When British playwright Brandon Thomas penned this lighthearted romp in 1892, he could have no idea this sojourn through the romantic mis-adventures of three upper crust Oxford chums would still be actively produced worldwide more than a hundred years later, or that, over the years, it would boost the careers of such Hollywood stalwarts as Jack Benny, Ray Bolger, Jose Ferrer and Rene Auberjonois. Director Ellen Geer and her Topanga Canyon-based Theatricum Botanicum troupe have taken Thomas’ work to a new level of froth, adding a series of entr’acte oleo songs that would have done credit to any 19th century British music hall.
Geer gives her capable ensemble full comedic reign while never allowing the farce to undermine Thomas’ satirical commentary on the social and moral structure of his times. The well-cast aristocratic trio of Jack Chesney (Aaron Hendry), Charles Wykeham (Gerritt VanderMeer) and Lord Fancourt Babberly (Justin Doran) are disdainfully imperious young men of no means, who constantly sponge off each other and Jack’s dour, long-suffering working class manservant, Brassett (Robert Bresnik), to stay in good supply of champagne and cigars.

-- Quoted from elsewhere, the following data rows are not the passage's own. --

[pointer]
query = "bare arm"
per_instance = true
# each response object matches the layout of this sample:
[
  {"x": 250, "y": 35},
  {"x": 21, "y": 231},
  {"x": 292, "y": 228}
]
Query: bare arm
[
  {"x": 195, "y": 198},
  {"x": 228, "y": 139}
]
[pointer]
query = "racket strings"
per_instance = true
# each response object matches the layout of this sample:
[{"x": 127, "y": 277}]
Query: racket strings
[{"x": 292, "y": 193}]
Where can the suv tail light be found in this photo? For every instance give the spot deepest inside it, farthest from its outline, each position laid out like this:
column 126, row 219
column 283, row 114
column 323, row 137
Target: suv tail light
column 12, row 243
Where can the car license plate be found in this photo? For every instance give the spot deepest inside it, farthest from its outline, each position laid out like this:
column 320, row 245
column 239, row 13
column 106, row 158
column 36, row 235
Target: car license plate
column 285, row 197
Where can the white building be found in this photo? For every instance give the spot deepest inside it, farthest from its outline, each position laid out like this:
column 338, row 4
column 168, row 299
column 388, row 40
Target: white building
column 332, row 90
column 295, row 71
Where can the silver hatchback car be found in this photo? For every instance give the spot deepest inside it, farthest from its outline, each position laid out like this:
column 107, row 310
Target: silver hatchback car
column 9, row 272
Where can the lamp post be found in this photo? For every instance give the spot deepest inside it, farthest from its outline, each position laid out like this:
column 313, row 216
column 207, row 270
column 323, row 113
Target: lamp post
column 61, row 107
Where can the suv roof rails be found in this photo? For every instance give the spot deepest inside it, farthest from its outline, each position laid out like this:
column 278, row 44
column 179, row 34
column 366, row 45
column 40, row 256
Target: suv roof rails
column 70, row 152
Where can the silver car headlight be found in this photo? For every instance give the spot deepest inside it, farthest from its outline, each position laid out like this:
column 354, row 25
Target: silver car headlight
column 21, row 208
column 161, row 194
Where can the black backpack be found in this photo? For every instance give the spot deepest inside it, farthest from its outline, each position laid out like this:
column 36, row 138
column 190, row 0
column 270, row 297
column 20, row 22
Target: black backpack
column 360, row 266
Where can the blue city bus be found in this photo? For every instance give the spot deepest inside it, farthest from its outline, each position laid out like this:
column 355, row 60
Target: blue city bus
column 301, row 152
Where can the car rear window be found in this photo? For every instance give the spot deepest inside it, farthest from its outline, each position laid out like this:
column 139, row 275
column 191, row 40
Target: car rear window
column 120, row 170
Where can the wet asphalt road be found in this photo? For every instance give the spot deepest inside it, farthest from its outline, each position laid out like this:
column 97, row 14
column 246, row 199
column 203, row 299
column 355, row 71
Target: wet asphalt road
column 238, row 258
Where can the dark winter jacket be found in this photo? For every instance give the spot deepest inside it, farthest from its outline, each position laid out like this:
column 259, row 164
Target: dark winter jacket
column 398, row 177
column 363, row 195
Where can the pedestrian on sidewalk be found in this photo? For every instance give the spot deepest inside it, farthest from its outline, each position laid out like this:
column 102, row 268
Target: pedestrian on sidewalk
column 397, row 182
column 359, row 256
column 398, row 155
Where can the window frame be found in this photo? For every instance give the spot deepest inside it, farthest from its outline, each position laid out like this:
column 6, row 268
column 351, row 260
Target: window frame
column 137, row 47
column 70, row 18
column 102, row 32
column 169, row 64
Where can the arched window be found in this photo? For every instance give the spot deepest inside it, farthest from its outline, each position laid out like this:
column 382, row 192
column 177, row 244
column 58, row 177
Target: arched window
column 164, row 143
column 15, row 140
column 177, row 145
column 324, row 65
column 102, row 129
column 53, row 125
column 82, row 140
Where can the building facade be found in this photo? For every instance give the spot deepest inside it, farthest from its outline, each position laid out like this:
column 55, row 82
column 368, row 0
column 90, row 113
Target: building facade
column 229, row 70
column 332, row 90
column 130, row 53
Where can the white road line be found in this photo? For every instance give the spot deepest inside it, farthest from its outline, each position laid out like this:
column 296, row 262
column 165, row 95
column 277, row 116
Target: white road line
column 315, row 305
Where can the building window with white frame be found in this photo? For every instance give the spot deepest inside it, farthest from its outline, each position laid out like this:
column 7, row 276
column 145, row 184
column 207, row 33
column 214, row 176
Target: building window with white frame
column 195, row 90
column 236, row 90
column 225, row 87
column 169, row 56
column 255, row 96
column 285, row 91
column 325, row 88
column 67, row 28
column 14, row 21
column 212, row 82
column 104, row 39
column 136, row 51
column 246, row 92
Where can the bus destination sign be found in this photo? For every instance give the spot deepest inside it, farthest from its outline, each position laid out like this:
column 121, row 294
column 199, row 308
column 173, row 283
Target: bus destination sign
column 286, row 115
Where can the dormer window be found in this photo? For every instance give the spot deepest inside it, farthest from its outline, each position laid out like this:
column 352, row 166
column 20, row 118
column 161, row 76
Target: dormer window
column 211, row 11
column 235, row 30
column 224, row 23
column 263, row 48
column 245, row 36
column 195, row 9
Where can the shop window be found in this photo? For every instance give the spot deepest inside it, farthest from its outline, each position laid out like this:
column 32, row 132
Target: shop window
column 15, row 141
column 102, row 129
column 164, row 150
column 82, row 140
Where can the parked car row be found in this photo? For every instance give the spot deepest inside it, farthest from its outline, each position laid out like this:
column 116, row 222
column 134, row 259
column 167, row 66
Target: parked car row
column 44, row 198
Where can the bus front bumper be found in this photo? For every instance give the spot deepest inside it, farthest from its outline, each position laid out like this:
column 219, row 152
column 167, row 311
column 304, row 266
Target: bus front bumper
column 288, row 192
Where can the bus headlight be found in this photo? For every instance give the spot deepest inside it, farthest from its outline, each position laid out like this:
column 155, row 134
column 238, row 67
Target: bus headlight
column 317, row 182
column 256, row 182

Jack and Charles are reduced to puppy dog enthusiasm, however, while planning an afternoon’s visit from their respective lady loves Kitty (Willow Geer-Alsop) and Amy (Inara George), which will be properly chaperoned by Charles’ soon-to-arrive rich and widowed aunt, Donna Lucia d’Alvadorez (Melora Marshall). The action kicks into high gear when auntie fails to show, and the duo, ever mindful of the social conventions that rule them all, browbeats a very reluctant Babberly into donning a dress and impersonating the old woman long enough for his pals to declare their marital intentions to the young ladies.
Geer makes masterful use of Theatricum’s sprawling bucolic splendor as characters flow in and out of the action while the faux auntie is desperately attempting to escape the greedy attentions of Jack’s father, Sir Francis Chesney, and Amy’s uncle, Stephen Spettigue, played to stiff-upper-lip perfection by Sheridan Crist and Alan Blumenfeld, respectively.
One of the comedic highlights of the production is the sight of the monumentally long-legged Doran, skirt hiked to his waist, sprinting over hill and dale with the rotund Blumenfeld in gasping pursuit.
The tidy resolution to all these romantic intentions isn’t nearly as much fun as the preceding zaniness that eventually unites all the couples, including Sir Francis with the love of his youth, Donna Lucia, as well as the cross-dressing Babberly with Donna’s youthful ward, Ela (Megan Geer-Alsop).
Complimenting the entire production are Kim de Shazo’s wonderful, period-evoking costumes and the piano accompaniment of Miss Fanny Brice (that’s her name), who backs members of the ensemble as they warble such ditties as “After the Ball,” “Ta Ra Ra Boo De-Ay!,” “By the Beautiful Sea” and the show-closing, “In the Good Old Summertime.”